Startups may be able to get access to more capital via “venture exchanges” promoted by the U.S. Securities and Exchange Commission.

SEC Chair Mary Jo White told reporters outside the Practising Law Institute’s “SEC Speaks” conference that the agency is considering whether to promote the creation of such exchanges, to help smaller companies get listed and actively traded, according to a Reuters story.

“It is something we have been encouraging for some time,” White told Reuters and other media outlets. “There have been venture exchanges approved by the SEC before. What we are looking at is how do we improve … the liquidity for the securities of small companies.”

Current public listing standards are often too costly and rigorous for small companies, critics contend, and for those that do list, their stock is often less liquid, Reuters wrote.

As such, SEC Republican Commissioner Daniel Gallagher has been seeking the creation of venture exchanges as well as promoting other ways for the agency to help startup companies. The JOBS Act, passed in 2012, eased certain burdens on small companies trying to raise capital and go public, but critics contend the law fell short.

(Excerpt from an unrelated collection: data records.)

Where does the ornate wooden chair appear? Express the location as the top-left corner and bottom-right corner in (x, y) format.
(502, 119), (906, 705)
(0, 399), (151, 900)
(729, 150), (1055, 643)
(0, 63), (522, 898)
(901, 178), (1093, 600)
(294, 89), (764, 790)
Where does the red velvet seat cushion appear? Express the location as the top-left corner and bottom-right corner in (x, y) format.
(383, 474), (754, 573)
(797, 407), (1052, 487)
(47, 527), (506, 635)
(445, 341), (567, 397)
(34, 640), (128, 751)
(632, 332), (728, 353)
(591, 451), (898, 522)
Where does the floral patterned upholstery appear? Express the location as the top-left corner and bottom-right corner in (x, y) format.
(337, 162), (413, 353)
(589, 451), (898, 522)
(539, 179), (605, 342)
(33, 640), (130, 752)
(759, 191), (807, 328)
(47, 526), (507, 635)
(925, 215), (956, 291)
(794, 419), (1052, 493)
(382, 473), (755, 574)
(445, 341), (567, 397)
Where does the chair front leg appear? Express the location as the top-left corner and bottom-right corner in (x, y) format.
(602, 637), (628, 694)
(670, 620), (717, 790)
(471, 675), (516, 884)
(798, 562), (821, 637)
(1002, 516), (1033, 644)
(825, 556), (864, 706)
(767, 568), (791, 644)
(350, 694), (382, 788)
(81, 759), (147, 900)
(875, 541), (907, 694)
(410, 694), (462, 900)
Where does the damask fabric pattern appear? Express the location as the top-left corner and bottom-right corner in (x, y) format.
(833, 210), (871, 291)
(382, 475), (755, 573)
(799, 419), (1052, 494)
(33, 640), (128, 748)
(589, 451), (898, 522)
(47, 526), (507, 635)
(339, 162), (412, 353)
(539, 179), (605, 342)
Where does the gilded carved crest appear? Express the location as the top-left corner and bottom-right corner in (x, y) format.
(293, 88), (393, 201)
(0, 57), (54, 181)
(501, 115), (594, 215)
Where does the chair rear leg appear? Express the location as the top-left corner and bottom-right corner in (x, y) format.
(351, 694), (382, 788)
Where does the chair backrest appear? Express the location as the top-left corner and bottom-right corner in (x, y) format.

According to Reuters, U.S.-based venture exchanges have not been that successful, compared with some in Canada, including TMX Group’s exchange. TMX has 80 U.S. companies among its 2,200 listings, chief executive Lou Eccleston recently told Reuters. TMX may one day launch a similar exchange in the United States, Eccleston reportedly said.

The TSX Venture Exchange from TMX focuses on micro and small cap companies that do not satisfy the listing criteria for the Toronto Stock Exchange. TSX is described as a “public venture equity market.”

Before the SEC actually gives the green light for any venture exchange, the agency should first scrutinize why earlier efforts failed, SEC Democratic Commissioner Luis Aguilar told Reuters. “I know Congress is interested in this issue,” Commissioner Gallagher said.